Regenerative burners are commonly used in molten aluminum, steel reheat, forging and glass furnaces. Regenerative burners typically include a pair of independently functioning burner units connected by a system of valves which allow each unit to alternately function as a burner and as a flue for the other unit when functioning as a burner. Cycle times between burner and flue functions may be as short as 30 seconds or so. The advantage of regenerative burners is that one unit captures the heat of the escaping flue gas of the other burner and uses the captured heat to warm a bed of thermal media which in turn pre-heats incoming combustion air, thus reducing fuel consumption as well as emissions.

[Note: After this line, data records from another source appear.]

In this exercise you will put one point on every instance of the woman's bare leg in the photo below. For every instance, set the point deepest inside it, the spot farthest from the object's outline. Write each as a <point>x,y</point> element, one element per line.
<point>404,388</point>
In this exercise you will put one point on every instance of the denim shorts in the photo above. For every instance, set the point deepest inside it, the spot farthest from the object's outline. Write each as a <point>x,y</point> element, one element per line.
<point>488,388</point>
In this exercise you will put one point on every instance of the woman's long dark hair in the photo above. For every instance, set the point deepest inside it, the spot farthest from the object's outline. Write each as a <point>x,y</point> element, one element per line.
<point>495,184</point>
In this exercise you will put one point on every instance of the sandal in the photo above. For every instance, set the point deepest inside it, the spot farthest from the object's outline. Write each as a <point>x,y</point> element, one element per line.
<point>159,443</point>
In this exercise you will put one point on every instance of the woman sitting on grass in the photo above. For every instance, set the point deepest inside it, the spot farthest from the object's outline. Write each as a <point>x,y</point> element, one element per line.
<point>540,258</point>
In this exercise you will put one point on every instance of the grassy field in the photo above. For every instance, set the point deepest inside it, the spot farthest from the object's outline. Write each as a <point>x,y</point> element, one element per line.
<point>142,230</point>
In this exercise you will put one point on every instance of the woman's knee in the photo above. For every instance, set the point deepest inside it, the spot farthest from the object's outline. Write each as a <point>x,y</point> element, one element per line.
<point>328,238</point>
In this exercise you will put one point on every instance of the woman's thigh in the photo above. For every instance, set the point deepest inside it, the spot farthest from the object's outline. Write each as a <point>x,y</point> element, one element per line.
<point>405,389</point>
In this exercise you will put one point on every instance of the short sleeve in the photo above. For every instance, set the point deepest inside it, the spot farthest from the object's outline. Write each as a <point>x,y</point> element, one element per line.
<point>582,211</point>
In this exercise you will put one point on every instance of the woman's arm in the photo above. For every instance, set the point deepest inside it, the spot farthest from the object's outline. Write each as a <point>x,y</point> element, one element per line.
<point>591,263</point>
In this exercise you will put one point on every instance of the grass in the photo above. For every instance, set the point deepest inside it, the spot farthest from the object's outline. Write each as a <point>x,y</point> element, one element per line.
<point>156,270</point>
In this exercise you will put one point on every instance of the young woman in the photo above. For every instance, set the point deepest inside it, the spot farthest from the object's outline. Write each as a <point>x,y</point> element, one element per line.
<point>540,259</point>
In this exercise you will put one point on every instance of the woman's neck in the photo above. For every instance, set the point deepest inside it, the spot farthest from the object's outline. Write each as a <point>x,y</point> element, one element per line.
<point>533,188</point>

However, as the burner units typically reach temperatures of 1500 degrees Fahrenheit of more during routine operation, and the incoming air is typically at ambient temperature, the rapid cycling of the bed media makes thermal shock damage to the media problematic. Further, heat recovery from the media is a function of the heat transfer, heat capacity, and effective surface area of the media. It is therefore advantageous for bed media to transfer heat quickly and efficiently to and from the surrounding gasses to minimize thermal shock as well as to most efficiently use the heat of flue gas to preheat incoming air.
The media size and shape also directly impact the pressure drop or resistance to gas flow through the media bed. Orientation of the media, shape, surface area, and void fractions all impact the pressure drop.
Another problem with standard spherical bed media is the rapid build-up of contamination on the surface of the media. Contaminants of the media from the flue gas, from the melting of painted metals and the like, build up on the media surfaces and interfere with their ability to efficiently transfer heat, reduce air flow and increase pressure drop thus requiring frequent cleaning and change-outs of the bed media.
Thus, there is a need for inexpensive heat exchange media having good thermal mass, heat transfer properties, and mechanical stability that will not contribute excessively to pressure drop. The present novel technology addresses this need.